Poprzednie badania nad powiązanym koronawirusem zespołu ostrej niewydolności oddechowej (SARS-CoV) i SARS-CoV FP FP wykazały, że wapń (Ca2+) odgrywa ważną rolę w aktywności fuzogennej poprzez kieszeń wiążącą Ca2+ z konserwowanym kwasem glutaminowym (E) i kwasem asparaginowym (D) pozostałości wykazały, że wewnątrzkomórkowy Ca2+ zwiększa infekcję MERS-CoV WT PP około dwukrotnie i że E891 jest kluczową resztą dla interakcji Ca2+. Rezonans spinowy elektronów ujawnił, że to wzmocnienie można przypisać zwiększonemu uporządkowaniu błon MERS-CoV FP związanemu z fuzją Ca2+. Co ciekawe, izotermiczne miareczkowanie kalorymetryczne wykazało, że MERS-CoV FP wiąże jeden Ca2+, w przeciwieństwie do SARS-CoV FP, który wiąże się z dwoma jonami Ca2+.(62)

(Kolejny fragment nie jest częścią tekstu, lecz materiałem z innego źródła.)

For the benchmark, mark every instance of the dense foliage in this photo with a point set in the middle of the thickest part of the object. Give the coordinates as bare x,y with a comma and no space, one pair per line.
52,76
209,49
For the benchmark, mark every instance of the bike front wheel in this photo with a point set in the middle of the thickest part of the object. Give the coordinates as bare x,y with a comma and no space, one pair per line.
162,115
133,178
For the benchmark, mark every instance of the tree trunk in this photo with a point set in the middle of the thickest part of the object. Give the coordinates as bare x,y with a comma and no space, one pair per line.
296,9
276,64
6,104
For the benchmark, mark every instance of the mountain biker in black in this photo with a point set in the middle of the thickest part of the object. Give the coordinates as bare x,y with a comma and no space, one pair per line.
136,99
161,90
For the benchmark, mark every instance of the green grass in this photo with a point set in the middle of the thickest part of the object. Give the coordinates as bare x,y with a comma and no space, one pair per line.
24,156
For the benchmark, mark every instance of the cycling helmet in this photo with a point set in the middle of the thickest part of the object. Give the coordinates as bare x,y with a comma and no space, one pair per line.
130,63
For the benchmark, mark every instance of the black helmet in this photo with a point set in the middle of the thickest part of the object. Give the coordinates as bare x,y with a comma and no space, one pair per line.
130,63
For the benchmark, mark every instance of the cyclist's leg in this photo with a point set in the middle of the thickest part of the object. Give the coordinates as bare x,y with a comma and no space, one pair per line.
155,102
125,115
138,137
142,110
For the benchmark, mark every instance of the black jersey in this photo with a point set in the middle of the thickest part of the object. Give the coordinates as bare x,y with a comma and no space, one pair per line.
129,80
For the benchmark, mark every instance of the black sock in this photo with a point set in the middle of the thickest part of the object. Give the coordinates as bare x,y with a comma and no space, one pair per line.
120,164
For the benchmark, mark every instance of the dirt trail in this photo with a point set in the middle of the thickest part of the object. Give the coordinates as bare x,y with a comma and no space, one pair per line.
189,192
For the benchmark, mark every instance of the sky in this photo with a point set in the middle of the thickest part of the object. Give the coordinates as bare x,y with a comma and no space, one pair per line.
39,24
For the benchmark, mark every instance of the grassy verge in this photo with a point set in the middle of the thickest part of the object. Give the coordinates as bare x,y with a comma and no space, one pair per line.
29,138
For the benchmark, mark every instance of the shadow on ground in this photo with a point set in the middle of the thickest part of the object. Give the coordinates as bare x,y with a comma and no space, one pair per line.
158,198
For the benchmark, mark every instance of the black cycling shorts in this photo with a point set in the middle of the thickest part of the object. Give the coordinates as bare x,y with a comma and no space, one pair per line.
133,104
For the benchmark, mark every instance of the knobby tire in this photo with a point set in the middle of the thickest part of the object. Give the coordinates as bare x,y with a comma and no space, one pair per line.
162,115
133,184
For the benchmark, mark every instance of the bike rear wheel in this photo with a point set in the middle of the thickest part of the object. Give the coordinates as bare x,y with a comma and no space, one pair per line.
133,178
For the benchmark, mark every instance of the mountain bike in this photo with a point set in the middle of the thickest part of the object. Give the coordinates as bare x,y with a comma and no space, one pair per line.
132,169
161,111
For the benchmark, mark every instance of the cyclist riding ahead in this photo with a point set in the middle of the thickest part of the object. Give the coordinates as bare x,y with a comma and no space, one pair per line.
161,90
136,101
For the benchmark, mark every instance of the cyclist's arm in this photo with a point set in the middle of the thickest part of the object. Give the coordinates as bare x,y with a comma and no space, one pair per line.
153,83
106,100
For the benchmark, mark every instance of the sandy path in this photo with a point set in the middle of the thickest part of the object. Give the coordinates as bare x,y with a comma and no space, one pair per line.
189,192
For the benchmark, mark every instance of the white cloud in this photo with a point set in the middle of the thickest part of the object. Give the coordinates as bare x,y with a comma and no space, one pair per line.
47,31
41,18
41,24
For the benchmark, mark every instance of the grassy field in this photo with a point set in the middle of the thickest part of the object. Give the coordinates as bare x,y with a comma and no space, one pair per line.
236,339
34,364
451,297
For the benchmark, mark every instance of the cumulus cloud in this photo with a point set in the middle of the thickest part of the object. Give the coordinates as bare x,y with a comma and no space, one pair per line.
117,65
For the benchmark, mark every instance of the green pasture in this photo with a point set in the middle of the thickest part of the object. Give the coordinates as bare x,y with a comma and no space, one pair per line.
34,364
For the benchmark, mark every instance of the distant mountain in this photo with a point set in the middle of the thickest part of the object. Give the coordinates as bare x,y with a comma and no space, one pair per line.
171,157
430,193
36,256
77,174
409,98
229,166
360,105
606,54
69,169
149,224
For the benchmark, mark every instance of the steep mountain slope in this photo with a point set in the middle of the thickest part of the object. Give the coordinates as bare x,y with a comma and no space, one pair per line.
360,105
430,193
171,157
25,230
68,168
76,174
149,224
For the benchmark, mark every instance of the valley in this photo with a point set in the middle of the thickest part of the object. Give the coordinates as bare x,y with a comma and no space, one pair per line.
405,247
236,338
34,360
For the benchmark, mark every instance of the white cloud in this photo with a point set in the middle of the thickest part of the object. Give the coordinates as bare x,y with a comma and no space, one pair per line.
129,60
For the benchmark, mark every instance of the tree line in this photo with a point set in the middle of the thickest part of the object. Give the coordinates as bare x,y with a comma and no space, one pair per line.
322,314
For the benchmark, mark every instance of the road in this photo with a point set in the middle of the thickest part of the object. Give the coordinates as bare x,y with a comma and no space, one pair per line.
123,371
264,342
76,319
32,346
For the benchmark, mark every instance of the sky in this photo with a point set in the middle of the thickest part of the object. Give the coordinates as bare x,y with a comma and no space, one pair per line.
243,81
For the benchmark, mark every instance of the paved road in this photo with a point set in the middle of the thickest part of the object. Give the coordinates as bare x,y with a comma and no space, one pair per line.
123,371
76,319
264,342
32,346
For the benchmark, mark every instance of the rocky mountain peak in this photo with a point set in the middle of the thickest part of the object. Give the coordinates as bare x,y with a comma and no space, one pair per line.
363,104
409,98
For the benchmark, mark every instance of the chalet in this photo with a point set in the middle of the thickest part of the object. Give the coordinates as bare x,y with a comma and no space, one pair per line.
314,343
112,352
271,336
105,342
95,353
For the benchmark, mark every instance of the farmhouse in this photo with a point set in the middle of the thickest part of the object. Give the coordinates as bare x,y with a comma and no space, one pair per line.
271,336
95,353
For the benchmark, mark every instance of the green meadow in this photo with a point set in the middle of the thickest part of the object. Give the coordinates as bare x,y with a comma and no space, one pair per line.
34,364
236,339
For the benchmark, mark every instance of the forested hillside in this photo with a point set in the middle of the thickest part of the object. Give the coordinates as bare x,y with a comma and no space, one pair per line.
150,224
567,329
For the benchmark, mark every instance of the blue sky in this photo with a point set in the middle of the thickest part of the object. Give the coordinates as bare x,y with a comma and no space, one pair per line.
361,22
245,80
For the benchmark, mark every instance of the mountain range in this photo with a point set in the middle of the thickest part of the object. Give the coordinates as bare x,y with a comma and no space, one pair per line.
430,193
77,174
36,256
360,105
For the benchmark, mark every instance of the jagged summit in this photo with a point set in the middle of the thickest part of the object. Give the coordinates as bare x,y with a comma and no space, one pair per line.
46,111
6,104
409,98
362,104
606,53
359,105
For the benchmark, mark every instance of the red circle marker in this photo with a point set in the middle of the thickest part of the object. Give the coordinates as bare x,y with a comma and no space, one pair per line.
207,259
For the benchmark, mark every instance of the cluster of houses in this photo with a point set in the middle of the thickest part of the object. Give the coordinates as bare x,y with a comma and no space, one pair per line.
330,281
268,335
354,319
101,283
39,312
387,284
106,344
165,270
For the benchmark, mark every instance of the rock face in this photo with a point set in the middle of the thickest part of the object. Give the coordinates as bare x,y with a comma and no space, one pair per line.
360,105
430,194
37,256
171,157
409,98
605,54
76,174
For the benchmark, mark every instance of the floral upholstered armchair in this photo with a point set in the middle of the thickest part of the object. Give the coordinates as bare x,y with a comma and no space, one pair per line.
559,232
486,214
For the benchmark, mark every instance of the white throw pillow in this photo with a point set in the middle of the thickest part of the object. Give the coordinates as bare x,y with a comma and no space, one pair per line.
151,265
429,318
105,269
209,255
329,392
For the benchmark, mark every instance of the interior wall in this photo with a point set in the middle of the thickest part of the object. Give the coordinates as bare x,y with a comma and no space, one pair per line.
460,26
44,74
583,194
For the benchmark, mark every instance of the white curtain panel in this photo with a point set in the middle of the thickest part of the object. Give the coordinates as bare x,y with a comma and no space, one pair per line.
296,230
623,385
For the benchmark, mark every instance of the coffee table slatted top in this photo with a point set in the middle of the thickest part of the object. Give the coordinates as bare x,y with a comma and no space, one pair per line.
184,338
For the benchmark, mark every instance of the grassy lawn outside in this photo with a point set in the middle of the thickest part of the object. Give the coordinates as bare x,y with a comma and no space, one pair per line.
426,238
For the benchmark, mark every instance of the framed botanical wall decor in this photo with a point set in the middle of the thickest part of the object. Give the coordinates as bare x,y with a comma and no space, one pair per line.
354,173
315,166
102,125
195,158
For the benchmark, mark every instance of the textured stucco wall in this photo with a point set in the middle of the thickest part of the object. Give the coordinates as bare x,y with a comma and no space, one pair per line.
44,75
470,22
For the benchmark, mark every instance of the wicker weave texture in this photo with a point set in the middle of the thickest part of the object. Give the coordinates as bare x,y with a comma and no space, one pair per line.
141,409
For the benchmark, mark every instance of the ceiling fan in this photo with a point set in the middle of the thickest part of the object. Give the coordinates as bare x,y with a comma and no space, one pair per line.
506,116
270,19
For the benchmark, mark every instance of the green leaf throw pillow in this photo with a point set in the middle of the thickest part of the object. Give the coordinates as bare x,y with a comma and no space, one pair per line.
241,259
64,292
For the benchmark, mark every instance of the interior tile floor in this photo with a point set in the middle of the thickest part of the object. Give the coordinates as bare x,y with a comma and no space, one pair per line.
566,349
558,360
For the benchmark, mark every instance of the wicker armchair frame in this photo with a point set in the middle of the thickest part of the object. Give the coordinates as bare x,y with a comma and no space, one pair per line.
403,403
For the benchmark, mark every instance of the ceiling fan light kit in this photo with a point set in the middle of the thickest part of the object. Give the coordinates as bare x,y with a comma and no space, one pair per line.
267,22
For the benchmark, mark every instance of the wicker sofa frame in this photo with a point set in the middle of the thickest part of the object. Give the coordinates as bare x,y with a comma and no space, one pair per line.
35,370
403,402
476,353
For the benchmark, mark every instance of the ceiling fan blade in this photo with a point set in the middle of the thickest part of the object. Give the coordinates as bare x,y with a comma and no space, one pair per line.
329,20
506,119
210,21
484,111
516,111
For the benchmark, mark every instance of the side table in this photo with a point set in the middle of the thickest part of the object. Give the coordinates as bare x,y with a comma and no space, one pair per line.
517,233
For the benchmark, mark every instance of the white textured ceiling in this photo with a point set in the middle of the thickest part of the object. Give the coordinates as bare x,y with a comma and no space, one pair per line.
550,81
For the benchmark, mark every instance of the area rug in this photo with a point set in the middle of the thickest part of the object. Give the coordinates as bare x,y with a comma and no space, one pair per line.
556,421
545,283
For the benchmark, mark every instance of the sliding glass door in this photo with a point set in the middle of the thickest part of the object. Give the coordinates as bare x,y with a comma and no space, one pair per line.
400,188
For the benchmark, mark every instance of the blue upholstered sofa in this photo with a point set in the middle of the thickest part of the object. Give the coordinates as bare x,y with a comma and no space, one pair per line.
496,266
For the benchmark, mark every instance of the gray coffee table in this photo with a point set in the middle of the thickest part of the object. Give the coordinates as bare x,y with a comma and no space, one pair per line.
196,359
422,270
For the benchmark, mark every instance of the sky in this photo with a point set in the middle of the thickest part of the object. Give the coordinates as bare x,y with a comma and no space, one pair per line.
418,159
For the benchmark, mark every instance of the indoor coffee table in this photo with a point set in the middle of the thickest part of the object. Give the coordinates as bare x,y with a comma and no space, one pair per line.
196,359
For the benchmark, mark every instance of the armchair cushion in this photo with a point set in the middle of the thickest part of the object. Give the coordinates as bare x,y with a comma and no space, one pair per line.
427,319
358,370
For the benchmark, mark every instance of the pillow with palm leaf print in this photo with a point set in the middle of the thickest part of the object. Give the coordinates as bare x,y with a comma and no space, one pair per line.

Angiotensyna II zwiększa wewnątrzkomórkową aktywność wapnia w podocytach nienaruszonego kłębuszka. Nikardypina, bloker kanału Ca2+ typu L, nie wpływała na wzrost [Ca2+] za pośrednictwem Ang II i postulowano, że wiązanie SARS-CoV-2 z ACE2 może osłabiać resztkową aktywność ACE2, wypaczając równowagę ACE/ACE2 do stanu podwyższona aktywność angiotensyny II prowadząca do skurczu naczyń płucnych oraz zapalnych i oksydacyjnych uszkodzeń narządów, co zwiększa ryzyko ostrego uszkodzenia płuc (ALI). AngII poprzez receptory AT1 reguluje w górę wiele genów prozapalnych, takich jak cząsteczka adhezji komórek naczyniowych-1 (VCAM-1), cząsteczka adhezji międzykomórkowej-1 (ICAM-1), interleukina-6 (IL-6).30 ale 13cis RA specyficznie obniżał poziom białka AT1 w sposób zależny od dawki i czasu. Obniżenie ekspresji AT1 prowadzi do zmniejszenia wewnątrzkomórkowego uwalniania wapnia za pośrednictwem AngII. Podobnie w przypadku obniżenia poziomu receptora, leczenie 13cRA skutkowało znaczną redukcją mRNA AT1.(63)

Wreszcie główny badacz spodziewa się, że izotretynoina pomoże w indukcji przeciwciał przeciwko COVID-19 poprzez indukcję różnych typów przeciwwirusowych czynników odpornościowych, a także zmniejszenie hipermutacji COVID-19 poprzez blokowanie jego receptorów ACE2 i zapobieganie wnikaniu wirusa do komórek i replikacji oraz da to układowi odpornościowemu czas na rozpoznanie COVID-19.